Pemerintah DKI Jakarta kembali bermanuver untuk menangani pandemi Covid-19. Warga Ibu Kota yang ingin makan di warteg diwajibkan menunjukkan surat vaksin. Peraturan ini ada dalam Surat Keputusan Kepala Dinas Perindustrian, Perdagangan, Koperasi, Usaha Kecil dan Menengah (PPKUKM) Nomor 402 Tahun 2021.
Menurut SK itu, bukan hanya konsumen yang harus bisa membuktikan mereka sudah divaksin setidaknya dosis pertama, tetapi juga pemilik dan pelayan di rumah makan—tidak terkecuali warteg dan warung kaki lima. Pemerintah menilai ini adalah salah satu cara untuk menekan angka penularan virus serta mencegah kematian.
Wakil Gubernur Ahmad Riza Patria mengatakan aturan tersebut sudah ada sejak minggu lalu dan meminta masyarakat patuh. “Semua ini semata-mata dimaksudkan untuk memastikan kesehatan dan keselamatan warga,” tuturnya.

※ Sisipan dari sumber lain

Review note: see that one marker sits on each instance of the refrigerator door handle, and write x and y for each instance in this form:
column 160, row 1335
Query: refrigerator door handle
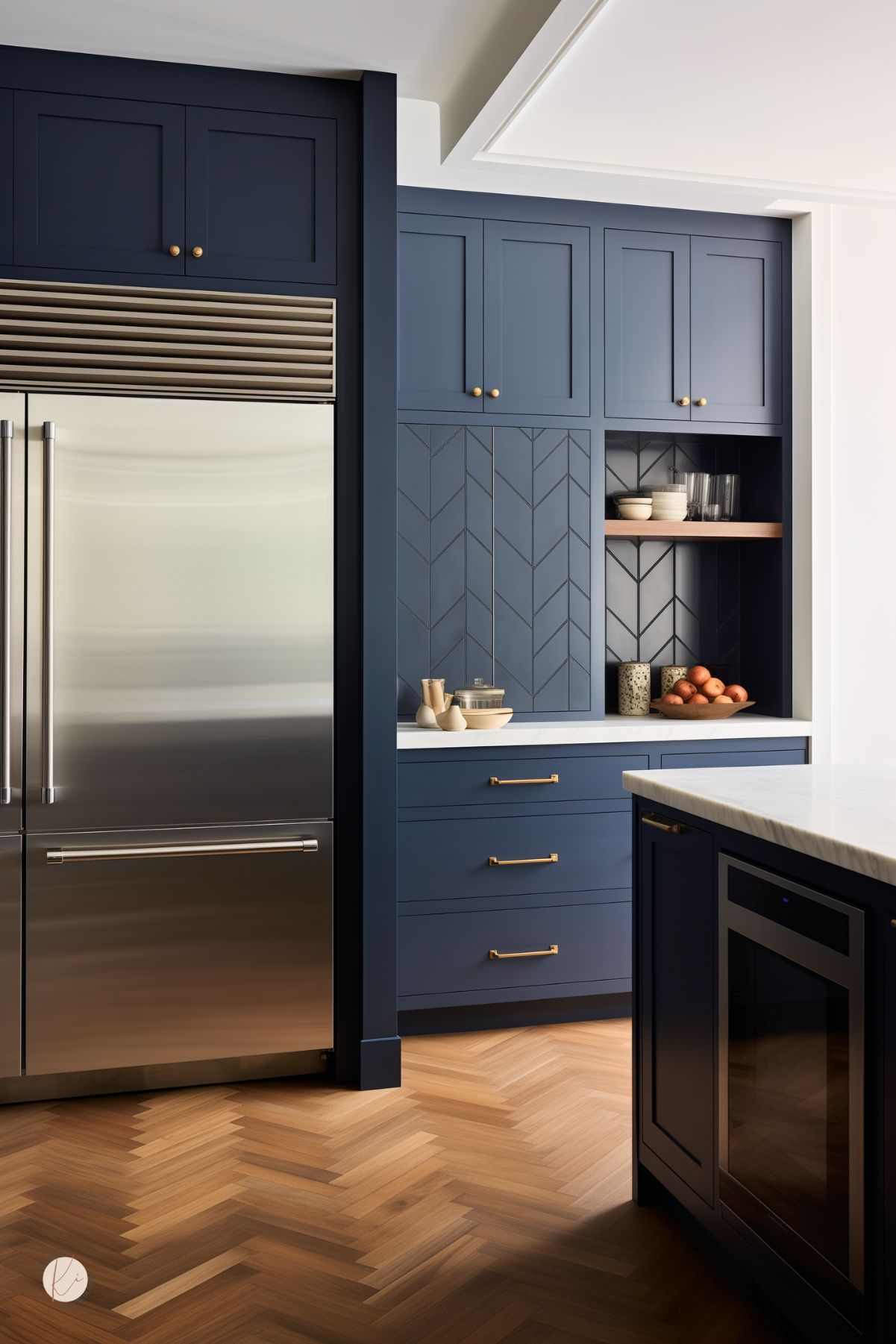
column 48, row 792
column 181, row 851
column 7, row 431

Riza meyakini ini bukan sebuah regulasi yang sulit untuk diikuti sebab dari total sekitar 8,5 juta warga di DKI Jakarta, sebanyak lebih dari 7,6 juta diantaranya sudah menerima suntikan vaksin.
“Sehingga kalau diwajibkan ya seyogyanya, seharusnya, tidak keberatan,” tegasnya. Langkah ini juga dianggap mampu memaksa orang yang belum divaksin untuk segera mendaftarkan diri.
Meski begitu, realita di lapangan sepertinya berbeda. Tia, salah satu pengelola sebuah warteg di Jakarta Barat, mengaku sama sekali tidak tahu soal keberadaan SK itu. Tidak ada sosialisasi maupun pemberitahuan yang disampaikan sehingga dia menolak ambil pusing.
“Enggak ada [pemberitahuan]. Di sini makan ya makan aja,” kata dia.
Masalah lain yang menjadi tanda tanya baginya adalah bagaimana cara memastikan aturan itu diikuti sebab tidak ada pengawasan. Walau disebut bersifat wajib, tapi faktanya pelaksanaannya diserahkan kepada para pemilik maupun pelanggan sendiri. Sedangkan pengusaha warteg melihat peraturan tersebut terlalu dibuat-buat.
Ketua Komunitas Warteg Nusantara (Kowantara) Mukroni meminta agar pemerintah jangan malah menyusahkan para pemilik warung-warung kecil itu mengingat kondisi mereka sudah susah dalam 1,5 tahun terakhir. “Untuk kebijakan mengenai vaksin, saya pikir apa ya, ini lebih mengada-ada,” ujarnya.
Dia mencontohkan ada warga yang tidak bisa divaksin karena masalah kesehatan. Kalau kewajiban itu dijalankan, artinya pemerintah mempersulit mereka dalam memenuhi kebutuhan dasar. Bagi pengusaha warteg, ini berdampak pada menurunnya pemasukan.
“Ini posisi warteg sudah kolaps, terus dikasih kebijakan. Misalnya kan darahnya tinggi, kan enggak bisa divaksin. Ini bagaimana? Apa tidak boleh makan di warteg?” lanjutnya.
Tidak hanya tentang aturan wajib menunjukkan sertifikat vaksin yang dianggap nyeleneh. Perkara durasi makan selama maksimal 20 menit pun mendapatkan cibiran dari publik, apalagi ketika muncul wacana pelibatan aparat keamanan dan Satpol PP untuk menjamin itu berjalan.
Sejak digulirkan, banyak warteg yang merasa enggan menerapkan aturan itu sebab khawatir justru berdampak buruk bagi pemilik dan pembeli. “Misalkan gini, okelah kalau orang yang umurnya 50 tahun, makan masih lima menit. Tapi kan umur-umur yang 60-70 tahun kan nanti kalau tersedak, meninggal, nanti malah jadi rame,” kata Mukroni.
Pendapat Mukroni juga diamini oleh Tia yang menyebut pembatasan durasi makan selama 20 menit tidak realistis.
“Makan dikasih waktu, emangnya lagi lomba?” ucapnya. “Yang penting jaga jarak aja.”